Someone pleeeese rescue us!!
After being rejected by every local welder I contacted, I had to expand my search. I finally received a positive response from a mobile welder in southwest Sydney. Andy from ABM engineering spent two full days cutting out the broken mechanism and then meticulously assembling and fitting the components to form the new drive shaft and helical mechanism that mash and churn the food waste in the chamber, pulverising it under high heat and constant airflow until all the moisture has been extracted.
Despite never having seen a machine like this, let alone having no experience of working on one, Andy was able to complete the repair and gain enough of an understanding about the machine’s operation to be able to do everything else required – like replacing the seals and setting up the other drive components and sensors, etc.
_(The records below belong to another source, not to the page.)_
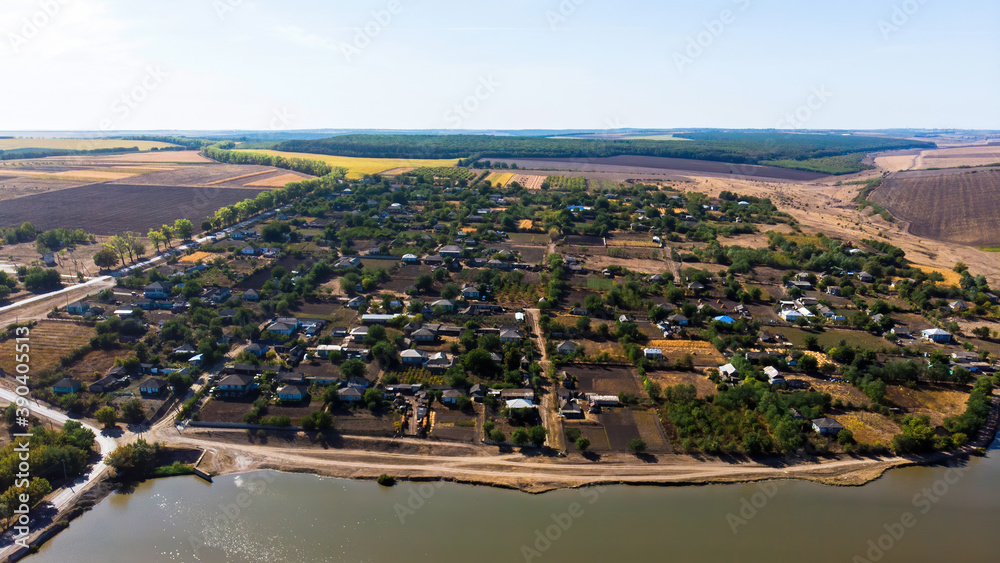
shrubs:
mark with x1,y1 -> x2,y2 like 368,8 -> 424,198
376,474 -> 396,486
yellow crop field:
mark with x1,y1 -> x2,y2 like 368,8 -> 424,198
179,251 -> 217,263
0,138 -> 175,151
647,340 -> 725,363
913,264 -> 963,286
487,172 -> 515,186
232,149 -> 459,179
606,239 -> 661,248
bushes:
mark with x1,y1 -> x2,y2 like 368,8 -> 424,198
943,377 -> 994,437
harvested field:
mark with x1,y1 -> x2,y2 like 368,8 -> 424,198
645,340 -> 725,365
198,398 -> 255,423
564,365 -> 642,396
107,164 -> 292,187
885,384 -> 971,427
206,170 -> 272,185
0,138 -> 174,151
64,348 -> 133,382
509,174 -> 546,189
486,172 -> 514,186
491,156 -> 826,181
245,172 -> 311,187
800,375 -> 871,407
0,321 -> 94,374
832,411 -> 900,446
917,146 -> 1000,169
597,408 -> 645,452
232,150 -> 458,180
179,251 -> 217,263
647,370 -> 717,398
0,183 -> 274,235
911,264 -> 963,286
871,168 -> 1000,246
564,235 -> 605,246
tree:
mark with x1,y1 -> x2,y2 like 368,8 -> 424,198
414,273 -> 433,292
160,224 -> 174,246
93,247 -> 120,269
174,218 -> 194,240
512,428 -> 529,445
105,438 -> 160,480
95,406 -> 118,428
363,387 -> 384,411
338,357 -> 365,380
148,229 -> 166,252
121,398 -> 146,423
528,425 -> 547,447
576,436 -> 591,451
301,410 -> 333,431
627,438 -> 647,454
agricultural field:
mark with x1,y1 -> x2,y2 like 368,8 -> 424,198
486,172 -> 514,186
0,183 -> 272,234
509,174 -> 547,189
831,411 -> 900,446
232,149 -> 459,179
197,397 -> 255,423
870,168 -> 1000,246
885,384 -> 972,427
645,340 -> 726,366
544,175 -> 588,190
0,138 -> 176,151
0,321 -> 94,375
564,365 -> 642,396
917,145 -> 1000,169
646,370 -> 717,398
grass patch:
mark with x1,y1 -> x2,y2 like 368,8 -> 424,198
587,278 -> 614,290
150,462 -> 196,478
762,152 -> 875,175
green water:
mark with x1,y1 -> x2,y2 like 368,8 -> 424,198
31,439 -> 1000,562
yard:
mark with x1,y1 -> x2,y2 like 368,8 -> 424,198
885,383 -> 972,427
0,321 -> 95,375
564,365 -> 643,397
831,411 -> 901,447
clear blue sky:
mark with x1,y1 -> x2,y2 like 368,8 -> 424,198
2,0 -> 997,131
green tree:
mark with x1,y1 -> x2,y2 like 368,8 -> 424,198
95,406 -> 118,428
340,359 -> 366,379
174,218 -> 194,240
512,428 -> 529,445
105,439 -> 160,479
121,398 -> 146,423
93,247 -> 120,269
528,425 -> 547,447
627,438 -> 647,454
576,436 -> 591,451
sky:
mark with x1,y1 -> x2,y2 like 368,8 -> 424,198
1,0 -> 998,132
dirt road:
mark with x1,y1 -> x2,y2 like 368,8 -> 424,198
526,308 -> 564,451
0,276 -> 116,326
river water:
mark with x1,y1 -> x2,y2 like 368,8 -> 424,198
31,439 -> 1000,563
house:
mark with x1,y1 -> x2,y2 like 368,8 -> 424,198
432,299 -> 455,312
267,322 -> 296,336
401,349 -> 428,366
506,398 -> 535,409
172,343 -> 197,358
43,252 -> 56,266
412,328 -> 437,343
812,417 -> 844,435
688,281 -> 705,291
501,389 -> 535,401
203,287 -> 231,303
763,366 -> 784,385
218,374 -> 254,397
139,378 -> 169,396
89,374 -> 121,394
438,245 -> 463,258
718,364 -> 739,381
241,245 -> 260,256
826,286 -> 842,296
921,328 -> 953,344
643,348 -> 663,359
347,296 -> 367,309
668,314 -> 689,326
713,315 -> 736,325
425,352 -> 454,371
245,342 -> 269,357
461,284 -> 480,299
858,271 -> 875,283
52,378 -> 81,394
556,341 -> 579,355
891,326 -> 912,338
779,309 -> 804,322
242,289 -> 260,301
144,281 -> 171,300
559,399 -> 584,419
442,389 -> 463,405
335,256 -> 362,269
402,254 -> 419,264
277,385 -> 307,402
650,274 -> 665,283
950,300 -> 970,312
986,293 -> 1000,305
787,281 -> 812,291
66,301 -> 90,315
499,327 -> 522,343
470,384 -> 486,402
338,387 -> 364,402
362,314 -> 403,324
133,298 -> 155,310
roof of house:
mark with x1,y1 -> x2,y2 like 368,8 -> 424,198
54,377 -> 81,388
338,387 -> 363,397
812,417 -> 844,430
278,384 -> 306,396
140,378 -> 168,390
219,374 -> 254,387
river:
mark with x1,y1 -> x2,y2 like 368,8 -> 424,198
31,439 -> 1000,563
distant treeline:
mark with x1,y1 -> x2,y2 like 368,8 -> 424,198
0,146 -> 141,160
202,144 -> 337,177
114,135 -> 213,150
270,132 -> 934,168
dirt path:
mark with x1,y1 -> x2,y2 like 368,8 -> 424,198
0,276 -> 116,326
526,308 -> 564,452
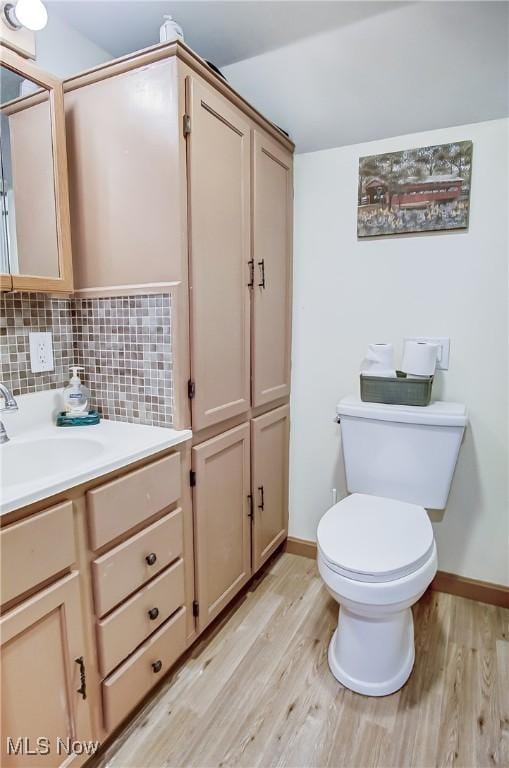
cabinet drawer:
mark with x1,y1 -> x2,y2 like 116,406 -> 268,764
102,606 -> 187,733
1,501 -> 75,605
92,508 -> 183,617
97,558 -> 185,677
87,452 -> 181,550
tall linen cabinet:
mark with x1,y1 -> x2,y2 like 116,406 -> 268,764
65,43 -> 293,650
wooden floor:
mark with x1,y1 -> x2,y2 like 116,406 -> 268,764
94,553 -> 509,768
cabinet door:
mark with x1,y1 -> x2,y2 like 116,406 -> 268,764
192,423 -> 251,631
1,573 -> 94,767
252,131 -> 293,407
65,59 -> 184,290
251,405 -> 290,572
186,77 -> 251,430
0,49 -> 73,293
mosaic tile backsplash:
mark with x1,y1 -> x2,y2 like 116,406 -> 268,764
0,292 -> 174,428
0,293 -> 74,394
72,295 -> 174,427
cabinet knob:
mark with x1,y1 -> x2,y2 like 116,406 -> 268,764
152,660 -> 163,673
148,607 -> 159,621
145,552 -> 157,566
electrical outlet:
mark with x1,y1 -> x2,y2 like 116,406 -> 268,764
404,336 -> 450,370
29,332 -> 54,373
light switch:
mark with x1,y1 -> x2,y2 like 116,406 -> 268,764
29,332 -> 54,373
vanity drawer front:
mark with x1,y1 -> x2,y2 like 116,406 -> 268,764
92,508 -> 183,617
87,452 -> 181,550
1,501 -> 75,605
102,606 -> 187,733
97,558 -> 185,676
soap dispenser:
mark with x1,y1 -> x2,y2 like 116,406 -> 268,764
63,366 -> 90,414
159,15 -> 184,43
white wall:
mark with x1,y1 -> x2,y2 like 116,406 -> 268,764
290,118 -> 509,586
223,3 -> 509,153
35,13 -> 112,78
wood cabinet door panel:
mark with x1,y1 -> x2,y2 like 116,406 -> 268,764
252,405 -> 290,571
192,423 -> 251,631
1,501 -> 75,606
65,59 -> 183,289
252,131 -> 293,407
187,77 -> 251,430
1,573 -> 93,767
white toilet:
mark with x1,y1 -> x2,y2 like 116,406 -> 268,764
317,395 -> 467,697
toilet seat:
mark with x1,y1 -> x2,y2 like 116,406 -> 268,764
317,493 -> 435,583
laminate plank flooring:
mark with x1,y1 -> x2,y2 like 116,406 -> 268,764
93,553 -> 509,768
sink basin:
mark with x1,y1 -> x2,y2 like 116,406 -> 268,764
0,389 -> 192,515
1,437 -> 105,488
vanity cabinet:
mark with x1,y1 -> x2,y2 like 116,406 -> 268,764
0,442 -> 193,761
1,574 -> 92,768
192,423 -> 252,631
251,405 -> 290,571
186,76 -> 251,431
0,47 -> 73,293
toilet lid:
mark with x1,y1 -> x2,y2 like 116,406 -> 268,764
317,494 -> 435,583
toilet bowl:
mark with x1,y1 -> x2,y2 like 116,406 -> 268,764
317,493 -> 437,697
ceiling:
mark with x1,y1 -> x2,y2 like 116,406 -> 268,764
44,1 -> 509,152
45,0 -> 406,66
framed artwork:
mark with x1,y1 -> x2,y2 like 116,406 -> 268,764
357,140 -> 473,237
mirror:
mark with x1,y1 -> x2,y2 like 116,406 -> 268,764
0,64 -> 60,279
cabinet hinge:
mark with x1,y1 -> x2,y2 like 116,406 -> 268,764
183,113 -> 192,136
190,470 -> 196,487
188,379 -> 195,399
192,600 -> 199,617
247,493 -> 253,519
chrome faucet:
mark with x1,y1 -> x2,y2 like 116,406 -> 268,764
0,383 -> 18,444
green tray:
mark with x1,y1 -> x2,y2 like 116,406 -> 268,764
360,371 -> 433,407
56,410 -> 101,426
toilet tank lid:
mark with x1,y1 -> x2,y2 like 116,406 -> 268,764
337,396 -> 467,427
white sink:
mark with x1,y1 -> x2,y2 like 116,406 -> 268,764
2,437 -> 105,488
0,388 -> 192,515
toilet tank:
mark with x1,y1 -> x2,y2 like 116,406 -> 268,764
337,396 -> 467,509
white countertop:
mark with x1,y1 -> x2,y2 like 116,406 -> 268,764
0,389 -> 192,516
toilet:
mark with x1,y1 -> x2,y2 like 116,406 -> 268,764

When he left the machine was literally working as good as new. Legend!!
Let’s hope that never happens again!
The three months we spent without the machine were a real eye opener for us.
We had become so accustomed to handling our food waste responsibly and suddenly we had all this material going into landfill.
To make things worse, it was now costing us an extra $100-$150 per week to get rid of all this material that had previously been treated as a valuable commodity.
It was heartbreaking and frustrating watching all this material go to waste, but at least it made us stop and appreciate the value of the machine and the contribution it makes to not only to our business and its bottom line, but also to the community that utilised the material and (more broadly), the environment – in not having to deal with the hundreds of tonnes of food waste that we (and every other business like ours) generate.
At least there was a happy ending – all’s now well, and fingers crossed it does not break again!